Major retailers from Walmart (WMT 0.46%) to Target (TGT 1.03%) to Costco (COST -0.24%) have been reporting head-turning growth in recent months, but BJ's Wholesale Club (BJ 1.61%) isn't participating in that surge. The regional warehouse retailer recently reported sluggish third-quarter results that stood out from rivals mainly because of the chain's slow sales rate.

In a conference call with analysts, CEO Christopher Baldwin and his team explained the biggest factors behind that poor market-share performance while adding detail to management's broader outlook. Let's look at a few highlights from that presentation.

A man buys eggs in bulk in the store

Image source: Getty Images.

Sluggish customer traffic

Our general merchandise business was impacted in the third quarter by changes we made in our TV assortment ahead of the holidays, as well as a shift in the timing of promotions. In addition, sales of seasonal apparel and other related items such as heaters slowed due to warmer than expected weather late in Q3. -- CFO Robert Eddy

BJ's 1.1% comps growth marked a deceleration compared to the prior quarter's 1.7% boost and fell below most investors' expectations. It also appeared weak when compared with national peers. Target expanded comps by 4.5% for the same period, Walmart grew at an over 3% rate, and Costco has been boosting sales by nearly 7% in recent months. 

Management said part of the challenge came from planned adjustments in promotion spending and BJ's efforts to simplify and improve its product offerings in areas like consumer electronics. They stressed in the call that comps are up 1.5% through the first nine months of the fiscal year. Still, while other rivals are enjoying some of their best sales volumes gains in years, BJ's customer traffic was roughly flat this quarter.  
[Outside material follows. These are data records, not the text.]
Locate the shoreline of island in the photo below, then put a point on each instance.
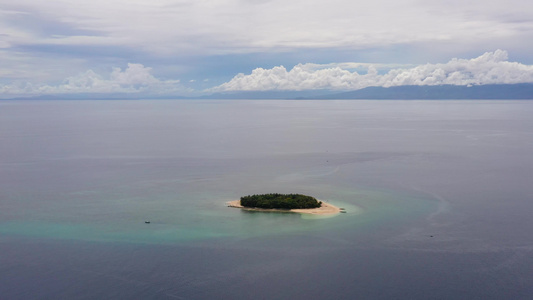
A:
(324, 209)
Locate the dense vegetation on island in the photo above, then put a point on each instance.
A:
(283, 201)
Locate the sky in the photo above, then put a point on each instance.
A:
(194, 47)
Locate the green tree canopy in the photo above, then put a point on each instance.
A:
(281, 201)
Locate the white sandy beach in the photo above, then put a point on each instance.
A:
(325, 209)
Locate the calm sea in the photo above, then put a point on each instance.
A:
(439, 199)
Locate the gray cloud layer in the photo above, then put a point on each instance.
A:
(489, 68)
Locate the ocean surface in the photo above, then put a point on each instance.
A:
(439, 199)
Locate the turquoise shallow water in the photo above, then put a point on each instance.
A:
(437, 194)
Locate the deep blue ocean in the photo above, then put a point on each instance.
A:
(439, 199)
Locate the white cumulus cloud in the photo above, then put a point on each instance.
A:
(489, 68)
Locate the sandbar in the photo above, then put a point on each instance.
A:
(325, 209)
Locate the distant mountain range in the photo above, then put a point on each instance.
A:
(440, 92)
(409, 92)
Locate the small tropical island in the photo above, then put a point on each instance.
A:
(284, 203)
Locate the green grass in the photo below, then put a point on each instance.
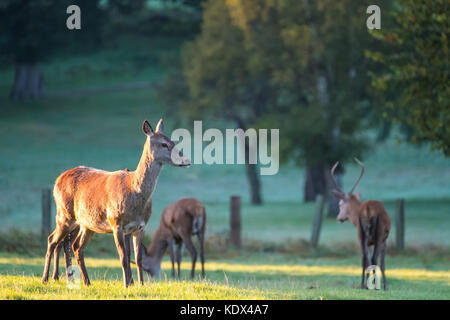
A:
(41, 139)
(247, 276)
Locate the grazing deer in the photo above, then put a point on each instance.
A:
(179, 221)
(371, 220)
(118, 202)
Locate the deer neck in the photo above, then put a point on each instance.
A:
(146, 174)
(355, 208)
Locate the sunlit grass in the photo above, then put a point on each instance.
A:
(232, 279)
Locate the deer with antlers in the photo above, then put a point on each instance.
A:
(179, 221)
(89, 200)
(370, 219)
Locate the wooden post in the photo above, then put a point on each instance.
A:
(400, 224)
(235, 221)
(317, 222)
(46, 212)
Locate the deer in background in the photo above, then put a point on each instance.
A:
(370, 219)
(179, 221)
(118, 202)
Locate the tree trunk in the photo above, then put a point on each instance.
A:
(251, 170)
(315, 182)
(28, 83)
(333, 202)
(255, 186)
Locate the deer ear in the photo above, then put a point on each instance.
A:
(338, 194)
(160, 126)
(147, 128)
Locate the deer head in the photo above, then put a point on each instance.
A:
(161, 148)
(348, 201)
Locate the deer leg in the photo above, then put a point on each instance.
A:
(364, 262)
(376, 253)
(172, 256)
(127, 243)
(120, 244)
(201, 240)
(53, 239)
(68, 242)
(55, 275)
(78, 246)
(382, 267)
(179, 254)
(190, 246)
(137, 238)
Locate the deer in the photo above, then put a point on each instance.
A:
(370, 219)
(179, 221)
(90, 200)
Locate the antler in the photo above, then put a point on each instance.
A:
(334, 181)
(362, 173)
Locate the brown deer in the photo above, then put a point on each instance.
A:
(179, 221)
(371, 220)
(118, 202)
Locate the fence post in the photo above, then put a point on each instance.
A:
(46, 213)
(235, 221)
(400, 224)
(317, 222)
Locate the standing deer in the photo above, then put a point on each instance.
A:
(371, 220)
(118, 202)
(179, 221)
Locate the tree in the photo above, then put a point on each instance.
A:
(33, 31)
(295, 65)
(413, 74)
(332, 104)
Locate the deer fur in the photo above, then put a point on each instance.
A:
(179, 221)
(370, 219)
(89, 200)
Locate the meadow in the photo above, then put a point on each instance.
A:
(41, 139)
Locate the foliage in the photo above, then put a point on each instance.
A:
(413, 79)
(35, 30)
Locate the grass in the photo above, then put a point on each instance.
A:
(251, 276)
(41, 139)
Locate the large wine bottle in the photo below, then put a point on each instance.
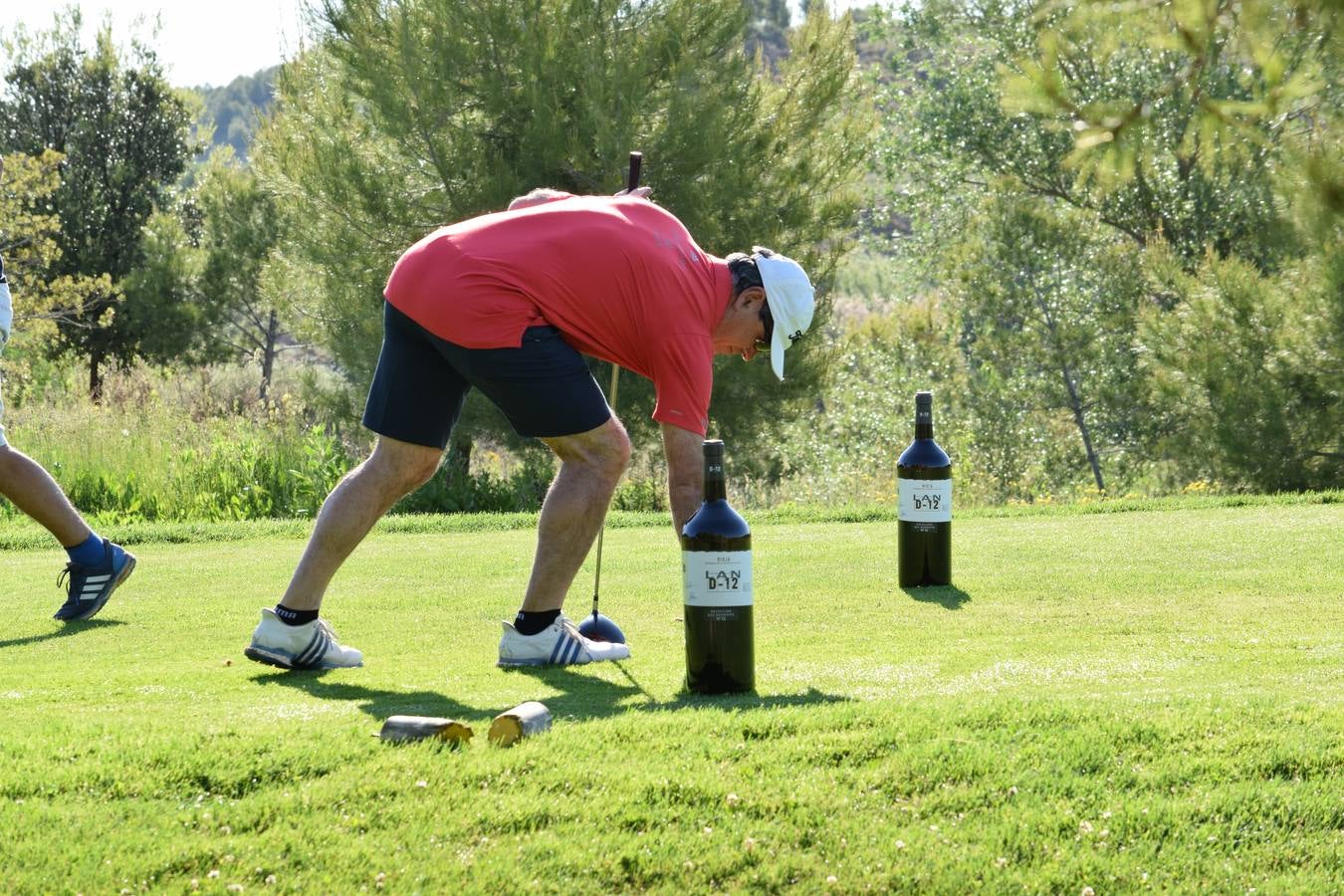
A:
(924, 476)
(717, 588)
Improving the membership base

We finished the quarter with the highest percentage of paid members in our company's history. We continue to make strides in shifting our membership acquisition to digital channels, as a result, the percentage of members acquired through digital channels doubled. -- Baldwin

Baldwin highlighted a few metrics that showed off BJ's stronger membership base. Subscription income hit a record thanks to a mix of new membership growth and a greater penetration of its higher tier subscriptions. The company's shift away from promoting trial memberships also led to an uptick in the percentage of paying members at its stores. Finally, the retailer is making headway in reaching out to younger demographics, many of whom purchase subscriptions online.

Executives are confident that these improvements will lift profits and customer traffic over time. However, they cautioned that these impacts often aren't obvious in the short term.

Cash uses

We have added an element of return to shareholders through our stock repurchases program. -- Eddy 

Adjusted earnings are up 18% over the first three quarters of the year, and cash flow is strong. Management called these metrics a "testament to the strength of our underlying business model and our strategy."

The healthy profitability allowed BJ's to push its debt leverage down to 3 times adjusted annual earnings roughly six months ahead of their original plan. The company still has work to do to get that multiple down to between 2 and 2.5, but management is happy enough with the progress that they've added stock buybacks as a new cash return channel for shareholders.

Priorities looking forward

Our priority remains to focus on growth and continue to drive strong traffic and sales trends. -- Eddy

BJ's updated outlook remains pressured by the company's major initiative aimed at reducing and optimizing its assortment levels so that it can more efficiently expand the business. That's especially true in the grocery area, where "we're disrupting just about everything we do in order to create a better long-term algorithm on [growth]."

Investors aren't likely to see big gains from this project in the holiday quarter, but they'll be expecting to see results in terms of faster sales growth and rising customer traffic in 2020.